Inventory Costing Calculator
Enter purchases and sales, choose FIFO, LIFO, or Weighted Average Cost under Perpetual or Periodic systems, and get a full cost flow table, COGS, ending inventory, and journal entries — with side-by-side method comparison.
Background
When identical units are purchased at different prices, a business must choose which cost to assign to units sold (COGS) and which to keep on the balance sheet (ending inventory). The three main methods — FIFO, LIFO, and Weighted Average Cost — produce different results and have real financial statement consequences. Under Perpetual inventory, COGS is updated with every sale. Under Periodic inventory, COGS is calculated only at period end.
How to use this calculator
- Choose Perpetual if COGS is tracked after each sale, or Periodic if it's calculated at period end. Use Compare both to see all differences at once.
- Select your costing method: FIFO (oldest costs out first), LIFO (newest costs out first), or Weighted Average.
- Enter any beginning inventory on hand, then add purchases and sales in date order.

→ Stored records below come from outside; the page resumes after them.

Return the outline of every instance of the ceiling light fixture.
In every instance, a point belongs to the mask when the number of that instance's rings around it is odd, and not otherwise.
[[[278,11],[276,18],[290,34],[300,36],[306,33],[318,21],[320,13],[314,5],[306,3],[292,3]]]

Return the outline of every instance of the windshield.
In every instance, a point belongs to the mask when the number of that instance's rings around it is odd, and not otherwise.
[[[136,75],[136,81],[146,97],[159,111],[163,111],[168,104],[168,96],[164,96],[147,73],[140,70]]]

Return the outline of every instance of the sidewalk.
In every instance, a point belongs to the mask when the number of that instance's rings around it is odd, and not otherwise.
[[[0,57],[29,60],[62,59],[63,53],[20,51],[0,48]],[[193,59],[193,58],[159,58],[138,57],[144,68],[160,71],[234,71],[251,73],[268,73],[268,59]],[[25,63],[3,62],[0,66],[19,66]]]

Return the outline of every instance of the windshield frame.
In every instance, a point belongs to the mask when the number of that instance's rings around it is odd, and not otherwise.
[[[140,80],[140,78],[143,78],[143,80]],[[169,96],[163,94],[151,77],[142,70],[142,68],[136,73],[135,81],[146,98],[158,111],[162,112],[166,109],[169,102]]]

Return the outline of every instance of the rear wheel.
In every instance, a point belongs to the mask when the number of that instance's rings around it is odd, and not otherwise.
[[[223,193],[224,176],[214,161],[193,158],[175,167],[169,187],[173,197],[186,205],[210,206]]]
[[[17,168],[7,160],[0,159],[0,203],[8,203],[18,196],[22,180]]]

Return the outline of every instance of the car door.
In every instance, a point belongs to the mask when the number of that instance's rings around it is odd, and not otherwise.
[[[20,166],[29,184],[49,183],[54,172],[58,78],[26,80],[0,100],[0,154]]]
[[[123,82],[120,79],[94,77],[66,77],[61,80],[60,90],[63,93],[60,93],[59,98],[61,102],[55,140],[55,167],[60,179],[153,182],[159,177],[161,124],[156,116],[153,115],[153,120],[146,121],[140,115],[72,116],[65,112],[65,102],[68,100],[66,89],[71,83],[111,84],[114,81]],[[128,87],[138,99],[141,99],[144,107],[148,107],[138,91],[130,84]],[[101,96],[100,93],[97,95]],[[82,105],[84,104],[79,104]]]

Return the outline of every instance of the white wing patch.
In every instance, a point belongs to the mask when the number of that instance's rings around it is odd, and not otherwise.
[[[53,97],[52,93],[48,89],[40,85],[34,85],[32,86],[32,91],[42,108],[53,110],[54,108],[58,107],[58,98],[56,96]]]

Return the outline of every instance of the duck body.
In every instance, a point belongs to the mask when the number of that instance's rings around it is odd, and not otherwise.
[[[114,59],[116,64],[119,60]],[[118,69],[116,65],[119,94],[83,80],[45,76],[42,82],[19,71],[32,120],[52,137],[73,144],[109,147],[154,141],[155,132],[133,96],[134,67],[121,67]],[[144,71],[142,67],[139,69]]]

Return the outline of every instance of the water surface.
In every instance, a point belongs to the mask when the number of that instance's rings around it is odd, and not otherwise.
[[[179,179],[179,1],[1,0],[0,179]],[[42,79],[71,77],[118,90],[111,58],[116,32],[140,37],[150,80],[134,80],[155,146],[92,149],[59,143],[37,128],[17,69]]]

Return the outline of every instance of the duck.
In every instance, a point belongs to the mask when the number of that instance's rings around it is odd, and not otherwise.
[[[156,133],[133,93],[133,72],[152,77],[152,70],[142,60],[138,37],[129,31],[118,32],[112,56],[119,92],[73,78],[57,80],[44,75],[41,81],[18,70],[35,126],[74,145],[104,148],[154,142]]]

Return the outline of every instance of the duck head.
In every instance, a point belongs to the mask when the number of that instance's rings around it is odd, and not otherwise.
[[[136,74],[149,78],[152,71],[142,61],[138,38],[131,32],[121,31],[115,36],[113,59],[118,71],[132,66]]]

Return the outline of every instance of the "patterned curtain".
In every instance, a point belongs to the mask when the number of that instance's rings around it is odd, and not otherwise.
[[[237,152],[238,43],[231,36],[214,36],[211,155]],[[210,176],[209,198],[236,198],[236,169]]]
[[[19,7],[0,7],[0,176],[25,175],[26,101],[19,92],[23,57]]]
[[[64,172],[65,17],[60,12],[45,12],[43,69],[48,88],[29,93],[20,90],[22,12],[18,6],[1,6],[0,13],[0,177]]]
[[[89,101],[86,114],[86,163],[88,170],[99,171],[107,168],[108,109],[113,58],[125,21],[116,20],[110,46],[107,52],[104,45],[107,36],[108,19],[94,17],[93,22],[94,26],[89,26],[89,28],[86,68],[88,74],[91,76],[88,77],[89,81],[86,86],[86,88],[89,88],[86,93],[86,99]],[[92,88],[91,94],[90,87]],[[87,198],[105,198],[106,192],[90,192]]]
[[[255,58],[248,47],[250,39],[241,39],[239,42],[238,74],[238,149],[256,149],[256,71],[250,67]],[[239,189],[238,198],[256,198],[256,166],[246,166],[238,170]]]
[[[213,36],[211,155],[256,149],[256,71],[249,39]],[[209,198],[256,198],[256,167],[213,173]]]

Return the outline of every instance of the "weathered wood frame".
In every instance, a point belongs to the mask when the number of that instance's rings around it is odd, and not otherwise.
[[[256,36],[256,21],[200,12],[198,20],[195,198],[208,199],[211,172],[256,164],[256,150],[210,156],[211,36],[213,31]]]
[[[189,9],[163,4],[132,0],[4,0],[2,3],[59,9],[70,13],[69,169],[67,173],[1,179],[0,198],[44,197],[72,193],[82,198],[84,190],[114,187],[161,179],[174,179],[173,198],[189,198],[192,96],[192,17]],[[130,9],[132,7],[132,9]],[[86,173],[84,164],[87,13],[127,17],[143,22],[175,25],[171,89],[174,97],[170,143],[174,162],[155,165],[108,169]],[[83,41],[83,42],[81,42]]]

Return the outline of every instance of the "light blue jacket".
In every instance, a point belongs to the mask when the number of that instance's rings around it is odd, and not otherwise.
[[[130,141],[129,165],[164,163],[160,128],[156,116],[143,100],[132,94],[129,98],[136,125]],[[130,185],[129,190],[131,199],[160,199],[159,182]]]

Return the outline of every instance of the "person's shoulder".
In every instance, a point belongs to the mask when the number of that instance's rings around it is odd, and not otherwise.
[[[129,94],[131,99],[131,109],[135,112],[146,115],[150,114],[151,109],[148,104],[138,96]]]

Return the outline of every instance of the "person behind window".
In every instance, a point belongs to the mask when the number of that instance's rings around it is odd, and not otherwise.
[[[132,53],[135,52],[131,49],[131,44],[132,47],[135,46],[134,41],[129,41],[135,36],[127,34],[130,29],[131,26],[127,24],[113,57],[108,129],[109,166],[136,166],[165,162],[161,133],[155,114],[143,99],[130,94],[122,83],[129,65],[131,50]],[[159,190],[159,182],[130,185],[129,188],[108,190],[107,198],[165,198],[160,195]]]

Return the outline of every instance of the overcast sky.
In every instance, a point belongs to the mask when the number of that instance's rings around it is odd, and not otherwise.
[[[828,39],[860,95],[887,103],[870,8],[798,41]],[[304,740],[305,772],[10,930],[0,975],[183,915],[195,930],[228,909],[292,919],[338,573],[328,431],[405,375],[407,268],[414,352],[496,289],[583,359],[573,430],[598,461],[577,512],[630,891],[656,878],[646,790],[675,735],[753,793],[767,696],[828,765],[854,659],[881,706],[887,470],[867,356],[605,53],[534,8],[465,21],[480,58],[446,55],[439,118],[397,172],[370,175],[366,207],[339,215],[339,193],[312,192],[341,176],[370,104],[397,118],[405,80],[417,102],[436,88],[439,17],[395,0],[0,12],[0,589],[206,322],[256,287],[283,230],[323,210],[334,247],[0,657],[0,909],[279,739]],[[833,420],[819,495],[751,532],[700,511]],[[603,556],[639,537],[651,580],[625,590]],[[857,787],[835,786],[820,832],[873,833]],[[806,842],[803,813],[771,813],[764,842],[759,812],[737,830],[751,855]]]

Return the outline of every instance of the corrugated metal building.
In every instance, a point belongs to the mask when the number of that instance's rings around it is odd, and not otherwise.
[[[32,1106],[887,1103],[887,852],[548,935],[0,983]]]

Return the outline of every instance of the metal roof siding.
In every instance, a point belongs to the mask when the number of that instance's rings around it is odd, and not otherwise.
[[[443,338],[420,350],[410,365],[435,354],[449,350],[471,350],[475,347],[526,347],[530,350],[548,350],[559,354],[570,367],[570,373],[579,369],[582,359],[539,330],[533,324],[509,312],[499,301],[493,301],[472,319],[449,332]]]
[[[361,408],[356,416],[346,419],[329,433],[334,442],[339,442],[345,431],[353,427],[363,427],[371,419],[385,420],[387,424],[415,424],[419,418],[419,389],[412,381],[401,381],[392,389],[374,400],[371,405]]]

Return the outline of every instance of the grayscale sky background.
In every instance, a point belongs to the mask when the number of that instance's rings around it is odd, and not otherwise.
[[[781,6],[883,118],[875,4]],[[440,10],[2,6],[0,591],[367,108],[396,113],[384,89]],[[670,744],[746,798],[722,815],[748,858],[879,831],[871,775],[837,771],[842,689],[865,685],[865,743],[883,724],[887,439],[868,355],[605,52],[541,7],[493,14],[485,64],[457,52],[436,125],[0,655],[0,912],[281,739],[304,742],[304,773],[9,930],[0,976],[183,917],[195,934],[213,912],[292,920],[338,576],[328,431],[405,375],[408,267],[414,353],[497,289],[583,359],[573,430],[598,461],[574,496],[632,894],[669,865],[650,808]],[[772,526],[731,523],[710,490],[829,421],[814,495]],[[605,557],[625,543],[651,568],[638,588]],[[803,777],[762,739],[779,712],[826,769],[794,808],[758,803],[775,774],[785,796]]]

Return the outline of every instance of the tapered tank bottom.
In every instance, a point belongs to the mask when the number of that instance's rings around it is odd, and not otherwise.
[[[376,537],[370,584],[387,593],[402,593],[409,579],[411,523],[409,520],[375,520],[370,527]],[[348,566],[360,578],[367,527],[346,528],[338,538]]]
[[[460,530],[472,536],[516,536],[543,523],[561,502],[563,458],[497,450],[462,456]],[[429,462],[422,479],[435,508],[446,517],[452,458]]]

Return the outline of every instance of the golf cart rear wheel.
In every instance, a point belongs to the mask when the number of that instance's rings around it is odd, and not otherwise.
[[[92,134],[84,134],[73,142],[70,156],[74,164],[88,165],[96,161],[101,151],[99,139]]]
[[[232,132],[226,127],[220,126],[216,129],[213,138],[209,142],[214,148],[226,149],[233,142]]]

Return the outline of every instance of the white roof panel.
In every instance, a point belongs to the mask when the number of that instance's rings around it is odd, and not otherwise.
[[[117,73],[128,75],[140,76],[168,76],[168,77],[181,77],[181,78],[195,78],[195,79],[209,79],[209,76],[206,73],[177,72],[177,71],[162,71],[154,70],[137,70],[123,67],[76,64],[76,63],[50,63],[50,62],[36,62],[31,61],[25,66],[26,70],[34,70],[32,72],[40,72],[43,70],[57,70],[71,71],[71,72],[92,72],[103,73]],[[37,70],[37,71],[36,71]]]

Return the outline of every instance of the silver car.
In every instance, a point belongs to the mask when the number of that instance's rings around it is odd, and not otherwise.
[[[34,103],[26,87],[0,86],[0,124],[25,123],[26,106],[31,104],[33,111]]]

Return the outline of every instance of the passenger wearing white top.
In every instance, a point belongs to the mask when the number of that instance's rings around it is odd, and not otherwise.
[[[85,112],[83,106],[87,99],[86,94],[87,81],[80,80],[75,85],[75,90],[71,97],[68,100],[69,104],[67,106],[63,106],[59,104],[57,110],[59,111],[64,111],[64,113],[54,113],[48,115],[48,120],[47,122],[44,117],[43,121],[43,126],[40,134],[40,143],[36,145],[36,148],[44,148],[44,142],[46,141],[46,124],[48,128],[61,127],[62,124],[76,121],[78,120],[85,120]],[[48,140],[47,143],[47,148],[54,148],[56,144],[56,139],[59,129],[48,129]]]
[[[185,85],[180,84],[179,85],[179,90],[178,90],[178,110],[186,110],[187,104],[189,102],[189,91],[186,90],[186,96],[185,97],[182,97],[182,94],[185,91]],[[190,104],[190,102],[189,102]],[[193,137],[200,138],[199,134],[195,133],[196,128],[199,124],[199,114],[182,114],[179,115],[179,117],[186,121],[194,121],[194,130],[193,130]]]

- Click Calculate to see the full cost flow table, COGS, ending inventory value, and journal entries.
How each method works
FIFO (First In, First Out): The oldest (first purchased) units are assumed sold first. During rising prices, FIFO produces lower COGS and higher net income. Ending inventory reflects the most recent, higher costs.
LIFO (Last In, First Out): The newest (most recently purchased) units are assumed sold first. During rising prices, LIFO produces higher COGS and lower net income, reducing taxes. Note: LIFO is not permitted under IFRS.
Weighted Average Cost: All available units are averaged together. Under Perpetual, the average is recalculated after each purchase (moving weighted average). Under Periodic, one average is computed for the entire period.
Formulas used
COGS (Periodic): COGS = Beginning Inventory + Purchases − Ending Inventory
Weighted Average Cost per unit (Periodic): WAC = Total Cost Available ÷ Total Units Available
Moving Average (Perpetual): New avg = (Units on hand × Old avg + Units purchased × Purchase price) ÷ New total units
Ending Inventory check: Beginning Inventory + Purchases − COGS = Ending Inventory
Example problems
Rising prices — FIFO vs. LIFO
When purchase prices rise over time, FIFO assigns the old (cheaper) costs to COGS and keeps the new (expensive) costs in ending inventory. LIFO does the opposite — higher recent costs go to COGS, reducing taxable income.
Perpetual vs. Periodic — when do they differ?
FIFO produces identical results under both systems because the same (oldest) units leave regardless of timing. LIFO and Weighted Average can produce different results because the timing of sales relative to purchases changes which layers are available.
Weighted Average under Perpetual
Each new purchase triggers a recalculation of the average cost per unit. This "moving average" is then used for the next sale, making it more responsive to price changes than the single periodic average.
Financial statement effects
In rising price environments: FIFO → highest net income, highest ending inventory. LIFO → lowest net income, lowest ending inventory (better for taxes). Weighted Average falls in between. All three produce the same total over the full life of the inventory.
Frequently Asked Questions
Does FIFO or LIFO give a higher ending inventory?
In rising price environments, FIFO gives a higher ending inventory value because it retains the most recently purchased (more expensive) units on the balance sheet.
Is LIFO allowed under IFRS?
No. LIFO is prohibited under IFRS. It is only permitted under US GAAP. This is one of the key GAAP vs. IFRS differences tested in accounting courses.
When does FIFO give the same result under Perpetual and Periodic?
Always. Because FIFO always sends the oldest costs to COGS regardless of when the sale occurs, the timing of sales within the period does not change the outcome.
What is a LIFO reserve?
The LIFO reserve is the difference between inventory valued under FIFO and under LIFO. Companies using LIFO must disclose this in their financial statements so analysts can compare them to FIFO-based competitors.